Advanced SQL  «Prev  Next»
Lesson 5 Introduction to Subselect statements
ObjectiveSub-SELECT or Subquery Statements

SubSelect Statement in SQL

Throughout the remainder of this module, the terms sub-select and subquery will be used interchangeably. It has been my experience that the term subquery appears more often than the term sub-select/
There are times when you may want to select values from one table and use values from another table as a guide.
For example, you may want to select values from a customer table when the customer ID exists in another table. In this case, you could use a sub-SELECT statement.
This may sound a bit familiar because the concept resembles joins, which were covered in Intro to SQL Part I,
Sub-SELECTS are very similar, but they are more flexible than joins.
To see this, take a look at the following statement:

What is the purpose of Sub-Select Statements?

SELECT Title FROM Titles 
WHERE pub_id IN 
(SELECT Pub_ID FROM  Publishers 
WHERE State='CA')
This uses the sub-SELECT statement to relate the Titles table to the Publishers table.
The difference is that you only want to retrieve the rows in which the State column is "CA".
This filter determines what publisher IDs will be used to select rows from the Titles table.
Remember, with a join, you end up pulling all matching rows from two or more tables. You do not filter rows on the fly as easily with the join.

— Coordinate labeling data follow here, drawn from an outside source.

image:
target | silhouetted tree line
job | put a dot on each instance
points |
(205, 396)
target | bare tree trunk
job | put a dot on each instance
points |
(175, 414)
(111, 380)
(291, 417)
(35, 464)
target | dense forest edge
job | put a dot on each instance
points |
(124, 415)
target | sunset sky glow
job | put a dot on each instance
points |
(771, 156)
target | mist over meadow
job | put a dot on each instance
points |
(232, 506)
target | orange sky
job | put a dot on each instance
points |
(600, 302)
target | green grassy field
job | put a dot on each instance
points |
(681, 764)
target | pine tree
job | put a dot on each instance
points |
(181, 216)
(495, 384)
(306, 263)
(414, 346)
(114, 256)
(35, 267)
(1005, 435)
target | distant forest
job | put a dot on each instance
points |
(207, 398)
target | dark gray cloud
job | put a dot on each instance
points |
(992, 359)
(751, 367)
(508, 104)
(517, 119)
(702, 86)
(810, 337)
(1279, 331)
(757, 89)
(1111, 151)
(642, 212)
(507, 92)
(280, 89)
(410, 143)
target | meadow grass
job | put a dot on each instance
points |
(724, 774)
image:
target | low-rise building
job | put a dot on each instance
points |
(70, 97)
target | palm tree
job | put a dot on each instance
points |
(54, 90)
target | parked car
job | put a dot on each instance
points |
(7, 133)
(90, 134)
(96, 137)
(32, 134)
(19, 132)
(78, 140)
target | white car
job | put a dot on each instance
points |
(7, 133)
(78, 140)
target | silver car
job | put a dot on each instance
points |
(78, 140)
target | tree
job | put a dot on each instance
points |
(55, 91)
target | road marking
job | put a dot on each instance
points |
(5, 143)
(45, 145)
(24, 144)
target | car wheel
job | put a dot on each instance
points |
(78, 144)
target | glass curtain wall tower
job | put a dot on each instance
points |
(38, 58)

Translating SQL Queries into Relational Algebra

In practice, SQL is the query language that is used in most commercial relational database management systems. The SQL query is first translated into an equivalent extended relational algebra expression, represented as a query tree data structure, that is then optimized. SQL queries are decomposed into query blocks, which form the basic units that can be translated into the algebraic operators and optimized. A query block contains a single SELECT-FROM-WHERE expression, as well as GROUP BY and HAVING clauses if these are part of the block. Hence, nested queries within a query are identified as separate query blocks.
Because SQL includes aggregate operators such as MAX, MIN, SUM, and COUNT these operators must also be included in the extended algebra.
Consider the following SQL query on the EMPLOYEE relation
SELECT Lname, Fname
WHERE Salary > ( SELECT MAX (Salary)
WHERE Dno=5 );
This query retrieves the names of employees (from any department in the company) who earn a salary that is greater than the highest salary in department 5. The query includes a nested subquery and hence would be decomposed into two blocks.
The inner block is:
(SELECT MAX (Salary)
WHERE Dno=5 )
This retrieves the highest salary in department 5. The outer query block is:
SELECT Lname, Fname
WHERE Salary > c

where c represents the result returned from the inner block. The inner block could be translated into the following extended relational algebra expression:
ℑMAX Salary(σ Dno=5(EMPLOYEE))
and the outer block into the expression:
π Lname,Fname(σ Salary>c(EMPLOYEE))

The query optimizer would then choose an execution plan for each query block. Notice that in the above example, the inner block needs to be evaluated only once to produce the maximum salary of employees in department 5, which is then used as the constant c by the outer block.
It is much harder to optimize the more complex correlated nested queries, where a tuple variable from the outer query block appears in the WHERE-clause of the inner query block.

Variables T and S used below are known as tuples

Tuples are useful for saving typing, but there are other reasons to use them:
If you join a table to itself you must give it two different names otherwise referencing the table would be ambiguous. Tuples can be useful to give names to derived tables, and in some database systems it is required.
The name, "tuple" comes from the idea that a row is a tuple of values
(13, 'Karl', 1434).
The SQL Standards refers to the variables S and T as "correlation names".
All commerical databases use a name other than tuple.
In the MySQL and PostgreSQL manual, tuples are refered to as aliases rather than tuple variables.
The Oracle manual describes them as table aliases[1] or correlation names.
The SQL Server manual uses the term table alias.
[1] ALIAS: An alias is a temporary name assigned to a table or a column within a SQL statement and is used to refer to it elsewhere in the same statement (if a table) or in a SQL*Plus command (if a column). You can use the AS keyword to separate the column definition from its alias. When used for a table, the alias is referred to as a correlation name.